Asked by Brette

A block of mass 3m is placed on a frictionless
horizontal surface, and a second block of mass m is placed on top of the first
block. The surfaces of the blocks are rough. A constant force of magnitude F
is applied to the first block as shown in the figure.
(a) Construct free-body diagrams for each block.
(b) Identify the horizontal force that causes the block of mass m to accelerate.
(c) Assume that the upper block does not slip on the lower block, and find
the acceleration of each block in terms of m and F.
Answered by bobpursley
the force that causes the upper block to move is friction.

total acceleration:
F=(m+3m)a solve for a. That is the acceleration of both blocks.
Answered by Naseeba
33m.s
Answered by EVE
b) Kinetic Friction
c) Block 3m: F/3m=a
Block m: F/m=a
Answered by Jem
The man pushes with a force of 200 N. The child and sled combo has a mass of 30 kg and the coefficient of static friction is 0.15. Find the friction force
Answered by Jem
Given the figure shown below, block A has a mass of 10kg and block B has a mass of 25kg. Assume the coefficient of friction between the blocks is four times the coefficient of friction between the block and the plane.
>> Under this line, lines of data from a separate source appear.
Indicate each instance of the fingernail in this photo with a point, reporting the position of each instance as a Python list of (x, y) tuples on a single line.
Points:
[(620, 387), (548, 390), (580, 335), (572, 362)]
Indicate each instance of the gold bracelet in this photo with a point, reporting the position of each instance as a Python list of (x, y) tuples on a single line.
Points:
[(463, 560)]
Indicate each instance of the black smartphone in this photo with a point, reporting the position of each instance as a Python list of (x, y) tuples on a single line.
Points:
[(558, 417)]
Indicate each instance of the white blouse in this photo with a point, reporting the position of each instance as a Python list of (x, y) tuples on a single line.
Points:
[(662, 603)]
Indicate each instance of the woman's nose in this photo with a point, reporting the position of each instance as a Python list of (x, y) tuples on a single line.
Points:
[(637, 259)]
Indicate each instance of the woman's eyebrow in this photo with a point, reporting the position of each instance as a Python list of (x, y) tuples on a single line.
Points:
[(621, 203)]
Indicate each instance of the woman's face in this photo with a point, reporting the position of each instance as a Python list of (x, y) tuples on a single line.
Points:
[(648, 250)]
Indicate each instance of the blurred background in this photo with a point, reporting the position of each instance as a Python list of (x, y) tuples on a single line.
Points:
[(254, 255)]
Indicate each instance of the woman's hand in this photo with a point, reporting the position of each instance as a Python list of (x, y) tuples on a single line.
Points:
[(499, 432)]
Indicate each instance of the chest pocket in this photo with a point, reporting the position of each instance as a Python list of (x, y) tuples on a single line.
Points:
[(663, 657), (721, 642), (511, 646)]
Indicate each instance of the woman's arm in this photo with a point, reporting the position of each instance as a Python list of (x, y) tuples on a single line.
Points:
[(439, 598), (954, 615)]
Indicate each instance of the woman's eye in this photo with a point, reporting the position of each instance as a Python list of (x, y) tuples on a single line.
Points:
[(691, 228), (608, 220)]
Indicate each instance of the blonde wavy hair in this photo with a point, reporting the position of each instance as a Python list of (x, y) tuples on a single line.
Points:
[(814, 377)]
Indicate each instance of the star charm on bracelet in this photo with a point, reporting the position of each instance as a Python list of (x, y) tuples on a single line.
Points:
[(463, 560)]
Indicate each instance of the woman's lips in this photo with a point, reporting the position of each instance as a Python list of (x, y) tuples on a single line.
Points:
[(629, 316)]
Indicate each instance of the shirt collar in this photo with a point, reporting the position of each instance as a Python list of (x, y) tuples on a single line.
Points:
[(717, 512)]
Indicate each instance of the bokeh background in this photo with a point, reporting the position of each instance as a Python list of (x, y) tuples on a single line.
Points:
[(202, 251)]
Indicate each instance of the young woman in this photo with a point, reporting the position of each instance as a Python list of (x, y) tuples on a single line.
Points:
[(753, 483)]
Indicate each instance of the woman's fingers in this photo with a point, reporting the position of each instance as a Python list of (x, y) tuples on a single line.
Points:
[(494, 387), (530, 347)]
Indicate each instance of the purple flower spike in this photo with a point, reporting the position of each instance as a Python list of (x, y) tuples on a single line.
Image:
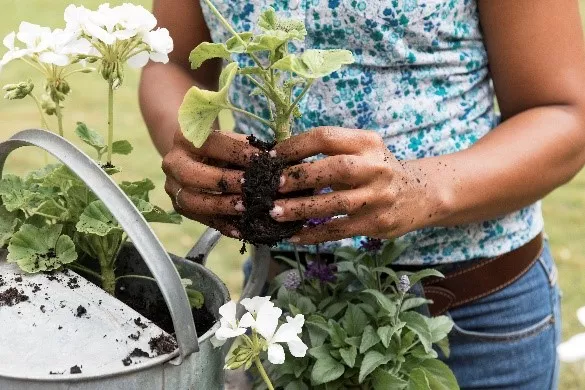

Determine the normal force between block A and B.
Answered by Bot
The friction force will be equal to the force exerted by the man only when the sled and child start moving, which means we are dealing with static friction. The maximum static friction force is given by:

f_s = μ_s * N

where μ_s is the coefficient of static friction and N is the normal force between the sled and the ground. The normal force is equal to the weight of the sled and child:

N = m*g = 30 kg * 9.81 m/s^2 = 294.3 N

where g is the acceleration due to gravity.

Substituting the given coefficient of friction, we get:

f_s = 0.15 * 294.3 N ≈ 44.15 N

Therefore, the friction force between the sled and the ground is approximately 44.15 N.